I let him go on awhile, then asked, “Were you ever called to testify at one of these public hearings?”
“No. But-”
“Was any other interviewer or any eyewitness ever called to testify at a public hearing?”
“No, but-”
“Did the CIA interview any witnesses when they were making that tape?”
“No… but they said they did. Then a lot of eyewitnesses called them out on that, and the CIA then admitted that they used only written statements given by the eyewitnesses to make that animation.”
“Does that bother you?”
“From a professional standpoint… look, a lot of mistakes were made, which is why people like you are still nosing around and causing problems. Here’s my conclusion, which I really believe-it was a fucking accident. And here’s my advice to you-drop it.”
“Okay.”
“I’m not part of a cover-up or conspiracy, John. I ask you to drop it for two very good reasons. One, there was no crime, no conspiracy, no cover-up, and nothing for you to discover, except stupidity. Two, we’re old buds, and I don’t want to see you in trouble for no good reason. You want to get yourself into trouble? Do something worth the trouble. Kick Koenig in the balls.”
“I already did that this morning.”
Dick laughed, then looked at his watch again, and said, “Gotta go. Say hello to Kate.”
“Yeah. And hello to Mo.”
He started to slide out of the booth, and I said, “Oh, one more thing. Bayview Hotel. Beach blanket bimbo. Ring any bells?”
He looked at me and said, “I heard something. But I gotta tell you-there were more fucking rumors going around than even the press could handle. You probably heard the same rumor I did.”
“Tell me the rumor.”
“About this couple banging on the beach with a videotape going, and maybe they filmed the explosion. Some local cops passed it on to some of our guys. That’s all I heard.”
“Did you hear that this couple might have stayed at the Bayview Hotel?”
“Sounds familiar.

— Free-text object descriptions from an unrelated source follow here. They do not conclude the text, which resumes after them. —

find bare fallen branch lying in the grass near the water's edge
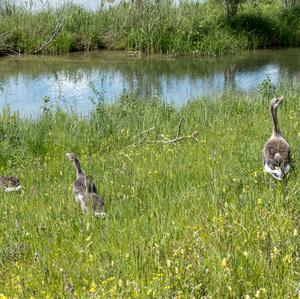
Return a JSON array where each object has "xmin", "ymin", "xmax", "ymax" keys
[{"xmin": 130, "ymin": 117, "xmax": 199, "ymax": 147}]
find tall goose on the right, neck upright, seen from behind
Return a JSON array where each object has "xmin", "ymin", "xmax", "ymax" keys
[{"xmin": 263, "ymin": 97, "xmax": 291, "ymax": 181}]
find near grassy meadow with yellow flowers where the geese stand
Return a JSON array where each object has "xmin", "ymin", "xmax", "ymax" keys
[{"xmin": 0, "ymin": 88, "xmax": 300, "ymax": 298}]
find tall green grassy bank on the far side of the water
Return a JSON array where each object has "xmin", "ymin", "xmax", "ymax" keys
[{"xmin": 0, "ymin": 0, "xmax": 300, "ymax": 55}]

I gotta go.”
He stood, and I said, “I need a name.”
“What name?”
“Any name. Someone like you who worked the case and is out of the clutches of the Feds. Someone who you think has some information I can use. Like maybe about that rumor. You remember how this works. You give me a name, I talk to the guy, and he gives me another name. And so on.”
He stayed silent awhile, then said, “You never did listen to good advice. Okay, here’s a name. Marie Gubitosi. You know her?”
“Yeah… she used to work out of Manhattan South.”
“That’s her. She was on and off the task force before you got there. She’s happily married, two kids, and off the job. She’s got nothing to lose by talking to you, but nothing to gain either.”
“Where can I find her?”
“I don’t know. You’re a detective. You find her.”
“I will. Thanks for the name.”
“Don’t use my name.”
“Goes without saying.”
He started for the door, then came back to me. He said, “We talked about your interest in doing background checks. I’m going to make some calls for you, for the record. Send me your resume or something. You may get a call for an interview.”
“What if they offer me your job?”
“Take it.”

CHAPTER SEVENTEEN
I walked to Ecco on Chambers Street. The maitre d’ recognized me, and said, “Good afternoon, Mr. Mayfield. Your wife has arrived.”
“Which one?”
“This way, sir.” He escorted me to a table where Kate was sitting, sipping a sparkling water, and reading the
I gave Kate a kiss and took a seat opposite her. She said, “I ordered you a Budweiser.”
“Good.” It’s actually not bad being married. It’s comfortable.
My Bud arrived, and I clinked glasses with Kate.